In addition to demonstrating the anti-Ebola virus effect of the cytomegalovirus vaccine, the researchers also studied its protective mechanism. The herpes virus vaccine can theoretically produce target proteins (such as Ebola virus glycoprotein) at different times after vaccination.
At present, the cytomegalovirus vaccine will produce Ebola virus glycoprotein in the later stage of vaccination. This result of producing a large number of Ebola virus antibodies without detecting Ebola-specific T cells is surprising. The immune conversion of this antibody has never been seen before in primate sporangia virus vaccines. Sporangia virus vaccines usually react with a large number of T cells, with little or no reaction with antibodies. "This is a completely unexpected discovery." said Dr. Michael Jarvis, who is in charge of the project at the University of Plymouth.
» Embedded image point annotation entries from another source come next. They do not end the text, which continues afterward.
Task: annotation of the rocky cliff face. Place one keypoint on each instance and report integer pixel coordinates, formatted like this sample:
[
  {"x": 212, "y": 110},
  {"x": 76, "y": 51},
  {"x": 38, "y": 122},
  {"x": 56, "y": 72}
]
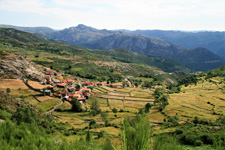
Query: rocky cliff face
[{"x": 15, "y": 66}]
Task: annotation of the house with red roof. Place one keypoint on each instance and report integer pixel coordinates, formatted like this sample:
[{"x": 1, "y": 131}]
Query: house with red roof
[
  {"x": 57, "y": 95},
  {"x": 128, "y": 83},
  {"x": 61, "y": 85},
  {"x": 79, "y": 92},
  {"x": 86, "y": 90}
]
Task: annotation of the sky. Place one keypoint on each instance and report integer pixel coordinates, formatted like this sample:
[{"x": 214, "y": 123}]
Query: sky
[{"x": 187, "y": 15}]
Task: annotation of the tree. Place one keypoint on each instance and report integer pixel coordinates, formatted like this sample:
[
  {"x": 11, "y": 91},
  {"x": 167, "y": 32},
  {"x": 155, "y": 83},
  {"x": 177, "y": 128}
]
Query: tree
[
  {"x": 114, "y": 111},
  {"x": 8, "y": 90},
  {"x": 136, "y": 133},
  {"x": 95, "y": 107},
  {"x": 104, "y": 116},
  {"x": 148, "y": 106},
  {"x": 76, "y": 105},
  {"x": 136, "y": 84},
  {"x": 88, "y": 136}
]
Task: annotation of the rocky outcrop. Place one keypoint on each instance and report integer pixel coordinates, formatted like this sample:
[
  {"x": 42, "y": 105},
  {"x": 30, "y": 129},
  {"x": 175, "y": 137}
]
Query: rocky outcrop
[{"x": 15, "y": 66}]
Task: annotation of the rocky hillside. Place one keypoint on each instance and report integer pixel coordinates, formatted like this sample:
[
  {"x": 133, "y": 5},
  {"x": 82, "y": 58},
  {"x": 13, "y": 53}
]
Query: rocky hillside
[{"x": 14, "y": 66}]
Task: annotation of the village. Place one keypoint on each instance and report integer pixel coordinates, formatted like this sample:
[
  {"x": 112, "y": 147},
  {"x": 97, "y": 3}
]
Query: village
[{"x": 68, "y": 89}]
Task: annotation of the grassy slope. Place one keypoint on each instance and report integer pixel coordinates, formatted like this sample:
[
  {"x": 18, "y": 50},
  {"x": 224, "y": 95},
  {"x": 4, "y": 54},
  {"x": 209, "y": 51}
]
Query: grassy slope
[{"x": 15, "y": 38}]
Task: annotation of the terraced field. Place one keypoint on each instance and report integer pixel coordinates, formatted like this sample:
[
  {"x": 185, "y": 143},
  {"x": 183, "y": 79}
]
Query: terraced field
[{"x": 197, "y": 101}]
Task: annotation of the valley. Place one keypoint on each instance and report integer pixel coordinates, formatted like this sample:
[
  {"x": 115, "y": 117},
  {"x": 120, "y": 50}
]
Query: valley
[{"x": 84, "y": 98}]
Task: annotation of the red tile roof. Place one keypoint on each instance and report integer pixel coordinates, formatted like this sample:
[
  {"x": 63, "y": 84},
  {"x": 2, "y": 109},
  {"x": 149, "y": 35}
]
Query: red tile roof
[
  {"x": 47, "y": 76},
  {"x": 81, "y": 98},
  {"x": 49, "y": 87},
  {"x": 87, "y": 94},
  {"x": 79, "y": 92},
  {"x": 47, "y": 69},
  {"x": 62, "y": 84},
  {"x": 70, "y": 81},
  {"x": 56, "y": 94}
]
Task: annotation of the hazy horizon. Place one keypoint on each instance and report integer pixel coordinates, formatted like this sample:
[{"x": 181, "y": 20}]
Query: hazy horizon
[{"x": 182, "y": 15}]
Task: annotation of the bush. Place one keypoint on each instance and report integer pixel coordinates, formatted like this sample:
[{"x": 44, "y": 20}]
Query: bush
[
  {"x": 8, "y": 90},
  {"x": 76, "y": 105},
  {"x": 108, "y": 145},
  {"x": 4, "y": 115},
  {"x": 92, "y": 122},
  {"x": 101, "y": 134},
  {"x": 178, "y": 131}
]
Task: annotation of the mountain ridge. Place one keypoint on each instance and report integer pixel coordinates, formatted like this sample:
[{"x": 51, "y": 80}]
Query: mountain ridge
[{"x": 89, "y": 37}]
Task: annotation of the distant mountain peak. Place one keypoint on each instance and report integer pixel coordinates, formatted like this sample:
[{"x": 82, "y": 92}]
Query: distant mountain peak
[{"x": 84, "y": 27}]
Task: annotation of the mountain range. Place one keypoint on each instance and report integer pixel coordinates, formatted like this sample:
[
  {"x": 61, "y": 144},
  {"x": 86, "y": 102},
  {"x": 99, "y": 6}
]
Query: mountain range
[
  {"x": 199, "y": 58},
  {"x": 214, "y": 41}
]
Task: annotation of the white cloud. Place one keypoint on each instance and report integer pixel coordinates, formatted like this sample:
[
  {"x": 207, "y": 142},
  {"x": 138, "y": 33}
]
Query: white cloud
[{"x": 130, "y": 14}]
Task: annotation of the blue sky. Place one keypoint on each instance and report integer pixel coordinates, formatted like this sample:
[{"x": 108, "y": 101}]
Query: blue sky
[{"x": 116, "y": 14}]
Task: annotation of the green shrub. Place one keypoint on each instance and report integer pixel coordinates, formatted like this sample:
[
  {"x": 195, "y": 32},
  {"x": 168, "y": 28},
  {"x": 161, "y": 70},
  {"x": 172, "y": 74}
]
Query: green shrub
[
  {"x": 198, "y": 143},
  {"x": 4, "y": 115}
]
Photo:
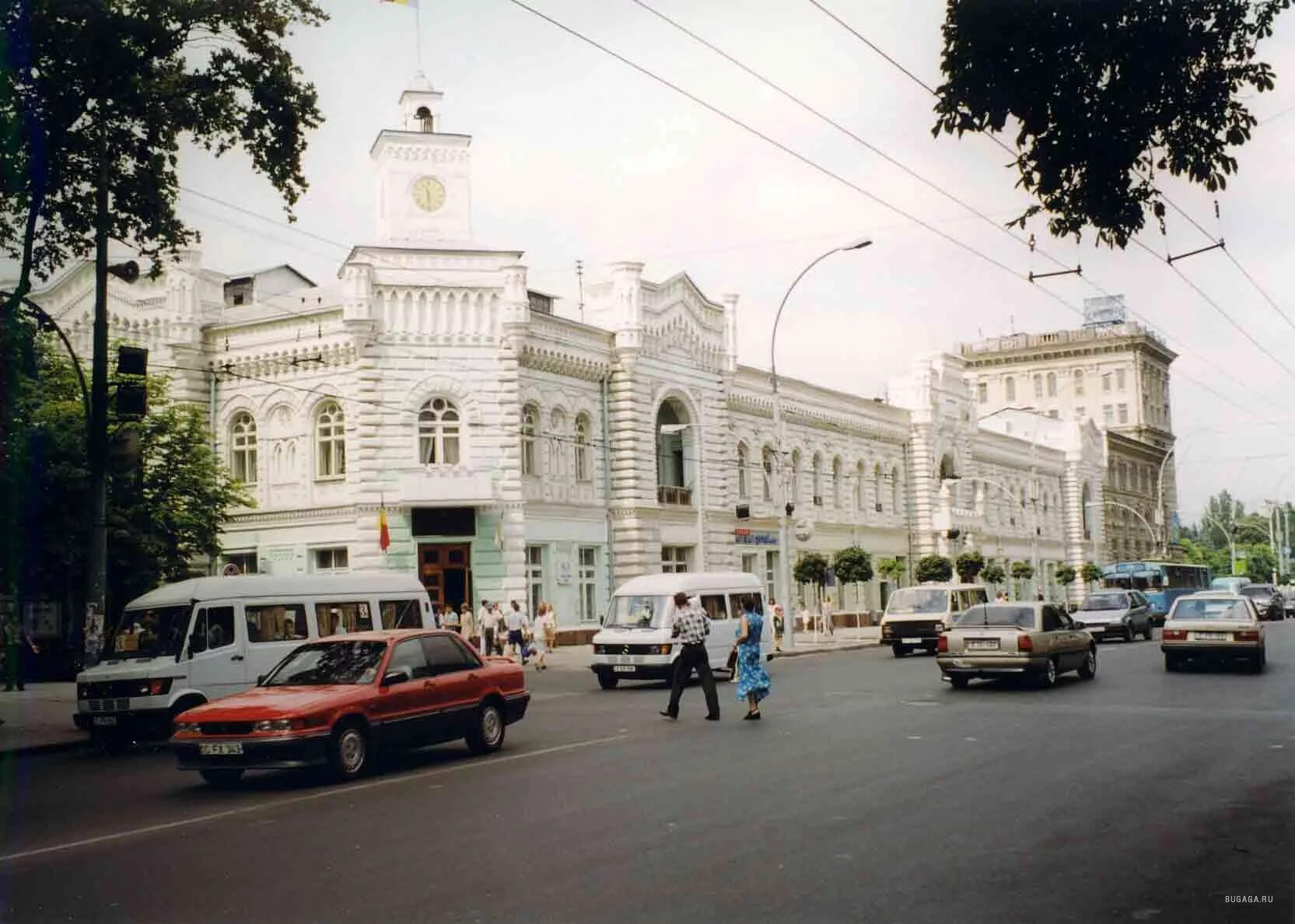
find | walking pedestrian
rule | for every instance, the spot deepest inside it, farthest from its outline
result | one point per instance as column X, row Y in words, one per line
column 753, row 681
column 691, row 628
column 17, row 645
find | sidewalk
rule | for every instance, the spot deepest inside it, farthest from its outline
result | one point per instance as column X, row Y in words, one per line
column 39, row 719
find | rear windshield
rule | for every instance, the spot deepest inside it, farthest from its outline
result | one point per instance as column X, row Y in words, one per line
column 1188, row 607
column 1106, row 602
column 999, row 614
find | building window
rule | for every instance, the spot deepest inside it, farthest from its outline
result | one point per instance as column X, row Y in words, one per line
column 582, row 448
column 674, row 559
column 439, row 432
column 530, row 425
column 586, row 575
column 243, row 561
column 331, row 559
column 534, row 577
column 331, row 440
column 243, row 448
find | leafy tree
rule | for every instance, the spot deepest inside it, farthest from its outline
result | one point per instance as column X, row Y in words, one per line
column 893, row 569
column 969, row 565
column 852, row 565
column 934, row 569
column 1106, row 95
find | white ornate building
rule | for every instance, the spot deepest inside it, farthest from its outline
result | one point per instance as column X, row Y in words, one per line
column 520, row 454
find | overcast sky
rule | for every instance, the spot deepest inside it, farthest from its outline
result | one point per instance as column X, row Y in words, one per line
column 576, row 156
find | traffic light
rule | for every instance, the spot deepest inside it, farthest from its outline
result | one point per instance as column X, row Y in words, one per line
column 131, row 400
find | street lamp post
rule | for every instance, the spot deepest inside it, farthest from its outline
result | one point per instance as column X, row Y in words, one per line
column 779, row 438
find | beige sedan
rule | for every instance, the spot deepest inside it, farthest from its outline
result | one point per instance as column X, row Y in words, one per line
column 1217, row 627
column 1016, row 639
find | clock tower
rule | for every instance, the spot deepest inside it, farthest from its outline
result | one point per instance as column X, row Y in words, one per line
column 424, row 175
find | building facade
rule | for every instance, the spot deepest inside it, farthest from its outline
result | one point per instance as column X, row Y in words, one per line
column 520, row 454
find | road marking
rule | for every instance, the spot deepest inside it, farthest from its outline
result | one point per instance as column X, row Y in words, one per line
column 341, row 793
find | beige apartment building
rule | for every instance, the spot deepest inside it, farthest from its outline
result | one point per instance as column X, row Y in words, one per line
column 1117, row 374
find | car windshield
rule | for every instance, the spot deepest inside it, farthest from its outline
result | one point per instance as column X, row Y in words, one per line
column 997, row 614
column 149, row 633
column 636, row 612
column 324, row 663
column 1106, row 602
column 919, row 600
column 1201, row 607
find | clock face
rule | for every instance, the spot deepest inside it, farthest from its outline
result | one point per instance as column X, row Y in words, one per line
column 429, row 193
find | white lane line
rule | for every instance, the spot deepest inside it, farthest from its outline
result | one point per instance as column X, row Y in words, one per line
column 340, row 793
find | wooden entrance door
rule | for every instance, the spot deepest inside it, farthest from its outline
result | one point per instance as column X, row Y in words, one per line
column 446, row 572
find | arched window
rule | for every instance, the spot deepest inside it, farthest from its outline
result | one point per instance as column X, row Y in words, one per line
column 582, row 448
column 530, row 427
column 243, row 448
column 331, row 440
column 439, row 432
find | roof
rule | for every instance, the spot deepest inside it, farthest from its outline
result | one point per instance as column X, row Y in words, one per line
column 691, row 583
column 275, row 585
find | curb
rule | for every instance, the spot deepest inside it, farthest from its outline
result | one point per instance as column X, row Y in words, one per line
column 852, row 646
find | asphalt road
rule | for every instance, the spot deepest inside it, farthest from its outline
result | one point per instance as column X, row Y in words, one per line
column 870, row 793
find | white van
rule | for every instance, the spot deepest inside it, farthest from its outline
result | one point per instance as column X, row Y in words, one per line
column 635, row 642
column 915, row 616
column 200, row 639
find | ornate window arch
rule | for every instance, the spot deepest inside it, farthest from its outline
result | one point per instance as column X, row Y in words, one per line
column 243, row 446
column 440, row 432
column 329, row 440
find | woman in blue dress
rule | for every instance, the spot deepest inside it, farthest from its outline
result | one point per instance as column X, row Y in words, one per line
column 753, row 682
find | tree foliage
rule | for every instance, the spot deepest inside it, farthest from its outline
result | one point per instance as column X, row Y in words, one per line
column 934, row 569
column 969, row 565
column 852, row 565
column 1105, row 96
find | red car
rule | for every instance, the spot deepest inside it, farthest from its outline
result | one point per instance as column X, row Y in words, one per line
column 340, row 699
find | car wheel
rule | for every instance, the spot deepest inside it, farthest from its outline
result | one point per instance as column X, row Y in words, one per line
column 348, row 754
column 222, row 779
column 487, row 734
column 1088, row 670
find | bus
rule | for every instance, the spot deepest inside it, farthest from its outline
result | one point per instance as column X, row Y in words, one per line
column 1160, row 581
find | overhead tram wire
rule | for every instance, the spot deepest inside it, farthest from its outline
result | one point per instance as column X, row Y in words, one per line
column 825, row 171
column 1014, row 154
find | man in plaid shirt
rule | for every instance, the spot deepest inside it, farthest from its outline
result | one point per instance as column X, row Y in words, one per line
column 691, row 627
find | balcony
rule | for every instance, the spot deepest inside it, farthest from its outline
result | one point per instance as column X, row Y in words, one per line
column 674, row 496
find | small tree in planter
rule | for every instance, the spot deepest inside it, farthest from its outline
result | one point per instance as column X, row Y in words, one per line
column 1022, row 571
column 969, row 565
column 934, row 569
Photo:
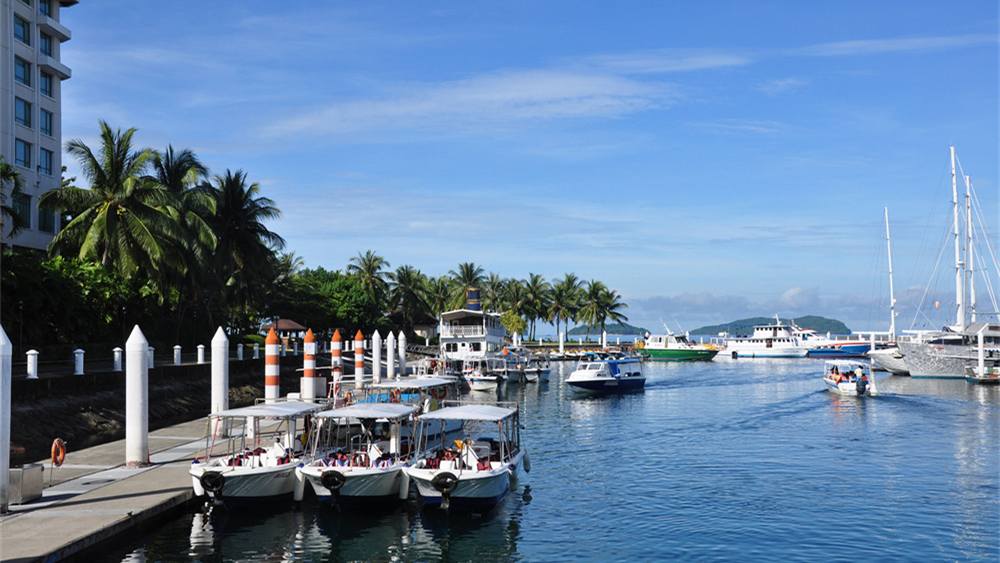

"Although we need to further explore the study, the results of the study indicate that we may be biased against the immune function of antibodies or T cells based on the target antigen. This is an exciting thing, not because of the Ebola virus, but It is the treatment of other infectious and non-communicable diseases by vaccines." The devastating effect of the Ebola virus on the number of wild great apes in Africa is largely an unexplainable story.
Although the current study uses direct vaccination, cytomegalovirus vaccine can be passed from animal to animal, which may be a way to protect this inaccessible animal population. The current research is an improvement. It is not only the application of the traditional Ebola virus vaccine in humans, but also the "self-transmitting vaccine" before it is applied to humans, against the apes Ebola virus and other wild animals. Progress in the treatment of infectious diseases.